Poster
in
Workshop: Bayesian Decision-making and Uncertainty: from probabilistic and spatiotemporal modeling to sequential experiment design
Inverse-Free Sparse Variational Gaussian Processes
Stefano Cortinovis · Stefanos Eleftheriadis · Laurence Aitchison · James Hensman · Mark van der Wilk
Keywords: [ Gaussian Processes ] [ Variational Inference ] [ Natural Gradients ]
Abstract:
Gaussian processes (GPs) are a powerful prior over functions, but they require to invert/decompose the kernel matrix to perform inference, making them poorly suited to modern hardware.
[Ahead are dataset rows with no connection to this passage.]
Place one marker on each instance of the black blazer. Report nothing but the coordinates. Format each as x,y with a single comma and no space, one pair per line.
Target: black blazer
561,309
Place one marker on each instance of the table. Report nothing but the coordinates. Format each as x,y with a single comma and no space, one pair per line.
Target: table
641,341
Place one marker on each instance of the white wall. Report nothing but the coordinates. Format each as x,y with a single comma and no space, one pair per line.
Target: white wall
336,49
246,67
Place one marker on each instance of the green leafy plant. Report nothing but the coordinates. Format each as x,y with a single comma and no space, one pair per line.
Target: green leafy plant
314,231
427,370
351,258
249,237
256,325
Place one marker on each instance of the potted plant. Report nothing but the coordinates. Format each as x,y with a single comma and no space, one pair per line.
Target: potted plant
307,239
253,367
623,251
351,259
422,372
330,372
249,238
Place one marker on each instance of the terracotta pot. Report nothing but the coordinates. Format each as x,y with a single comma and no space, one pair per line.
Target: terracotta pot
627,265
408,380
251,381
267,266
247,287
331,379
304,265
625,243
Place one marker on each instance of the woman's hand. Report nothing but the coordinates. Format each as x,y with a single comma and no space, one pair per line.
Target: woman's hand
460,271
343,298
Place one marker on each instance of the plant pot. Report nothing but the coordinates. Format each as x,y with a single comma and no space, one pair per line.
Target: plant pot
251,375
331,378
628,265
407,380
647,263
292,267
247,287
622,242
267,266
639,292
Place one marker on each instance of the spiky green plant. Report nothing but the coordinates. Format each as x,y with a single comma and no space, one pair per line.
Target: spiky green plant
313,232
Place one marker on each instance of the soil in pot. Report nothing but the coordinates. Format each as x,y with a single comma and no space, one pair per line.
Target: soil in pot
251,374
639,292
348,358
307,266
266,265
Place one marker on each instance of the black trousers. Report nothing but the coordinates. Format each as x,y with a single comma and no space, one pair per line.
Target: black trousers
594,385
To address this, variational bounds that require only matmuls by introducing an additional variational parameter $\mathbf T \in \mathbb{R}^{M\times M}$ were proposed. However, in practice, the optimisation of $\mathbf{T}$ with typical deep learning optimisers is challenging, limiting the practical utility of these bounds. In this work, we solve this by introducing a preconditioner for a variational parameter in the bound, a tailored update for $\mathbf T$ based on natural gradients, and a stopping criterion to determine the number of updates. This leads to an inverse-free method on-par with existing approaches on an iteration basis, with low-precision computation and wall-clock speedups being the next step.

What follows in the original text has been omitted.